In this special guest feature, Mike Bernhardt from Intel discusses the importance of code modernization with PNNL’s Karol Kowalski, Capability Lead for NWChem Development.
Mike Bernhardt: NWChem is an open source high performance computational chemistry tool developed for the Department of Energy (DOE) at Pacific Northwest National Lab (PNNL) in Richland, Washington. Can you give us a recap of NWChem’s history?
Karol Kowalski: The NWChem project started around the mid 90’s. It is the DOE’s premiere code for computational chemistry and from the very beginning the code was designed to take advantage of parallel computer systems, ranging from conventional workstations to leadership class computers at the supercomputing centers. So the whole idea behind NWChem is to provide a scalable solution to tackle really important and complex problems in computational chemistry. NWChem can tackle ground and excited-states properties of small molecules, large molecular assemblies and condensed-phase systems in a complex environment with methods which provide a high level of accuracy.

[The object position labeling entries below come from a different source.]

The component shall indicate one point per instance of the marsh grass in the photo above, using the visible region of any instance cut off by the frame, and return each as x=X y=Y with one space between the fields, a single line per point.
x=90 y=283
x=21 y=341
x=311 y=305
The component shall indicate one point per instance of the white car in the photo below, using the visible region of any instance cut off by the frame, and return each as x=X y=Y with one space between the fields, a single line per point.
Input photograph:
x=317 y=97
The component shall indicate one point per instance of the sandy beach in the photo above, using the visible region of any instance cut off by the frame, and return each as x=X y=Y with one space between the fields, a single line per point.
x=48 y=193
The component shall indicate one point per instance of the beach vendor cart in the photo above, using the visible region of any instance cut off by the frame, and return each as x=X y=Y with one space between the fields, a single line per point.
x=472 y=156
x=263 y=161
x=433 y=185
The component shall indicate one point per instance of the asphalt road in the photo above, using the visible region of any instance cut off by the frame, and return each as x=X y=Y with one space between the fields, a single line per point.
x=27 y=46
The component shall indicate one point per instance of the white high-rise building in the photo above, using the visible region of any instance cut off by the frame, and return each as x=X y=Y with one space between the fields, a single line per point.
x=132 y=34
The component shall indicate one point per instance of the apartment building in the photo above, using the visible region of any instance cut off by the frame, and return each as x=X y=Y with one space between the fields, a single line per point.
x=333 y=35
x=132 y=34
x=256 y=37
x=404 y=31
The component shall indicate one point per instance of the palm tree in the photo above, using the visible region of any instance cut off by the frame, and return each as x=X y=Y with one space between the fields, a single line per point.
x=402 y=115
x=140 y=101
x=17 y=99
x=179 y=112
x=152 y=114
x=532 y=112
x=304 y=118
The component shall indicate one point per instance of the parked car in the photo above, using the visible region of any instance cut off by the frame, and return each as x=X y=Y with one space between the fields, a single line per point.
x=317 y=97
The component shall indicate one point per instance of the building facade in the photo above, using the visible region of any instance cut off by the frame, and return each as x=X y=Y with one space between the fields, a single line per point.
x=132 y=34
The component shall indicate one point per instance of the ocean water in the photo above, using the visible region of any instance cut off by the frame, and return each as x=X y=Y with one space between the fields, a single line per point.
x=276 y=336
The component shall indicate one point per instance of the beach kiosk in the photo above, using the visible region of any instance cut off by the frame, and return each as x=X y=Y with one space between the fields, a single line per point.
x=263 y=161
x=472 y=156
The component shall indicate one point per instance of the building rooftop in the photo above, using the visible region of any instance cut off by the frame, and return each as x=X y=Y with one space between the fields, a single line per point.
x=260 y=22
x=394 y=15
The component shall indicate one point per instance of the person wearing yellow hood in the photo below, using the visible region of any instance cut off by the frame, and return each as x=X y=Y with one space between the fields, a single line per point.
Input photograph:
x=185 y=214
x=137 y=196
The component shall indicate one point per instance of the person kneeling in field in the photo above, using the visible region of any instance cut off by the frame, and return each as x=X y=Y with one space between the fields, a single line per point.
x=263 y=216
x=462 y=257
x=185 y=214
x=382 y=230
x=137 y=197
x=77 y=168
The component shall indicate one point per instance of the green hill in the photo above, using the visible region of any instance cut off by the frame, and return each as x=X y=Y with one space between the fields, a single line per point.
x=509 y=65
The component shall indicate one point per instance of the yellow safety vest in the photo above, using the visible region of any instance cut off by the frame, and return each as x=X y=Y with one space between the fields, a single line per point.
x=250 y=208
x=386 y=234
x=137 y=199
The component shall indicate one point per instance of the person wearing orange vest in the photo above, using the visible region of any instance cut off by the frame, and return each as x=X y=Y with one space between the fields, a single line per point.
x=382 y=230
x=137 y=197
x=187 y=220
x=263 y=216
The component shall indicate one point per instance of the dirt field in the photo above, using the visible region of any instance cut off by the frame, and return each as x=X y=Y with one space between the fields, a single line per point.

Mike Bernhardt: You say it was designed for parallel computing systems. How has the design fabric changed for manycore since the original design 20 years ago?
Karol Kowalski: The notion of High Performance Computing is evolving over time. So what was deemed a leadership class computer five years ago is a little bit obsolete. We are talking about the evolution not only in the hardware but also in the programming models because there are more and more cores available. Orchestrating the calculations in the way that can effectively take advantage of parallelism takes a lot of thinking and a lot of redesign of the algorithms behind the calculations.
Mike Bernhardt: What do you think of the phrase “code modernization”?
Karol Kowalski: I would prefer code development. It’s a kind of natural progression. You can of course view it as a modernization but we look at this as a continuous process of keeping up the pace with the progress in the hardware. Modernization is ongoing.
Mike Bernhardt: What is the biggest challenge you face in the optimization of the code as you move into manycore computing?
Karol Kowalski: Our biggest challenge is restructuring the algorithms behind our codes because what is working well on homogenous architectures, might not be very efficient when used in the context of heterogeneous computation and this requires a thorough rewrite or rethinking of the underlying algorithms.
Mike Bernhardt: Can you give me a sense of how big and complex the NWChem code is and how many computational staff are working on it?
Karol Kowalski: Since going open source in 2010, NWChem code has been downloaded more than 50,000 times worldwide, so not only in the U.S. but in Europe and other continents as well. The program contains seven million lines and we have modular extractions of the code. Each module deals with a different methodology which can tackle different problems. The beauty of this modular extraction of NWChem is the fact that those modules can talk to each other. So you can design pretty complicated workflows, which I would dare to refer to as a kind of virtual laboratory. You can literally design virtual chemical experiments.
Mike Bernhardt: You presented a paper at SC14 around the NWChem code and recent achievements. Can you tell me what that is about?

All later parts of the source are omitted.